552P - Genome characteristics of stage I lung adenocarcinoma associated with distinct progression patterns

Date 17 December 2016
Event ESMO Asia 2016 Congress
Session Poster lunch
Topics Non-small-cell lung cancer
Translational Research
Presenter Ee Ke
Citation Annals of Oncology (2016) 27 (suppl_9): ix179-ix180. 10.1093/annonc/mdw601
Authors E. Ke, F. Niu, N. Zhao, W. Deng, W. Zhong, Q. Zhou, Y. Wu
  • Guangdong Lung Cancer Institute, Guangdong General Hospital, 510080 - Guangzhou/CN



The low-dose CT screening results in a reduction in mortality from lung cancer. However, the limitation of screening is overdiagnosis and overtreatment.
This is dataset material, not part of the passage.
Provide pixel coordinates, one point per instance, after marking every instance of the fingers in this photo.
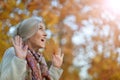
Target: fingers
(13, 42)
(17, 41)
Once we can predict the behavior of the cancer, i.e., whether it is indolent or actually threatens the patient’s life, we will be able to give better advice.


The study included 17 cases with stage I lung adenocarcinoma. The indolent group contained 10 patients whose tumor grew very slowly in nearly 2-year-follow-up and the aggressive group contained 7 patients whose disease-free-survival (DFS) was less than 6 months and overall survival (OS) less than 2 years. DNA was extracted from the tumor and their matched normal lung tissue from the patients enrolled in our study. The paired-end multiplex exome sequencing of DNA was performed on the Illumina HiSeq 2500 sequencing platform.


The mean depth of the sequence was 90x. The mean number of exonic mutations per sample was 132 (range 42 to 287) in aggressive group versus 54 (range 26 to 95) in indolent lung cancers (P = 0.035). A numerically higher frequency of C>A nucleotide transversion was identified in aggressive lung cancers whereas the C>T transition was the most frequent substitutions in indolent group. Mut-driver genes included EGFR (6), APC (1), PIK3R1 (1), GNAS (1), CRLF2 (1) in tumors displaying an indolent behavior, and KRAS (4), EGFR (2), TP53 (3), ALK (1), PIK3CA (1), MAP2K1 (1), PDGFRA (1), CARD11 (1) in aggressive arm. Pathway analysis using KEGG database showed that more pathways were activated in aggressive group, but none in the indolent group. Based on the GO terms and KEGG annotation, these unigenes of aggressive cancers were highly suggested to be involved in cell adhesion.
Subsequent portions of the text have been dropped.